STUART DIAMOND: I used business negotiation strategies at home. I tried some out on my family, and I found that they made the whole family happier. Traditionally, when two family members have different priorities, one simply surrenders what he/she wants for the sake of the other. Trouble is, people eventually retaliate when they feel forced to do things that they don’t want to. So rather than be outwardly self-sacrificing but secretly resentful, I tried to arrange trades that let both family members get something they wanted.
For example, my wife likes me to garden with her, but I don’t like it very much—so I traded her gardening in exchange for three uninterrupted hours in front of the TV whenever a professional football game is on.

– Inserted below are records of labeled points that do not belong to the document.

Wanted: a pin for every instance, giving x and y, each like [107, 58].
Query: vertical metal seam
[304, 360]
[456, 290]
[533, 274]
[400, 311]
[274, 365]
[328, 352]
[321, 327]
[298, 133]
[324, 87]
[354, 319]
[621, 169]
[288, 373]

LEIL LOWNDES: I researched differences between men’s and women’s brains—and became more patient with my husband as a result. In 2011, I dug into the latest neurological research for a book that I’m writing and came away with a clearer understanding of why men and women often have trouble seeing eye to eye—the chemistry and construction of our brains are significantly different.
I now understand why my husband gets annoyed when I bring up old issues during new conversations—his brain doesn’t make connections between separate events as readily as mine, nor does his brain recall past events as well. And I now understand why my husband angers more easily than I do—higher levels of testosterone make men more prone to anger.
Until my book comes out, I recommend reading The Owner’s Manual for the Brain by Pierce J. Howard, PhD (Bard), or The Female Brain and The Male Brain by Louann Brizendine, MD (Three Rivers).
DANNY LIPFORD: I used Liquid Stainless Steel to breathe new life into an ugly old refrigerator. I tried out a product called Thomas’ Liquid Stainless Steel during my TV show in 2011. It did a wonderful job turning a rusty refrigerator into a “stainless steel” fridge that I put to use in my little river cabin.
The coating looks just like brushed stainless steel because it actually is stainless steel—microscopic particles of real stainless steel are suspended in a clear resin. In addition to appliances, it can be used on most metals, tile and glass or on painted or primed plastic, wood or drywall.
Prices start at $3.95 for an 11-ounce spray can that is perfect for small projects. Refrigerator kits cost $69.95.
JOEL HARPER: I learned to pause before accepting opportunities. In the past, I tended to say “yes” to every offer and request that came my way. As a result, I often was overbooked, rarely had a peaceful day and sometimes had to turn down things I really wanted to do because I already had filled my schedule.
In 2011, I forced myself to take some time before responding to requests and invitations to consider how well the opportunities meshed with what I truly wanted to achieve. For example, I turned down an invitation for a getaway that I wasn’t 100% certain about even though I had nothing else on my schedule—which made it possible to later accept a last-minute invitation to work with a company that I had always hoped to work with.
DANIEL COLMAN, PhD: I learned to play the guitar. I’ve never really had a gift for music, but when my wife decided to learn to play the guitar in 2011, I thought it might be good for me to try, too.
I started with instructional books and videos—there are guitar instructional videos available for free on YouTube—but eventually, I hit a plateau and started taking lessons, too. I’ve made slow progress and now can fingerpick Beatles tunes. It’s pretty rewarding when I finally figure songs out.
This has been a good reminder for me that age should never be a barrier to personal growth. I’m well into middle age, but I always can learn to do new things.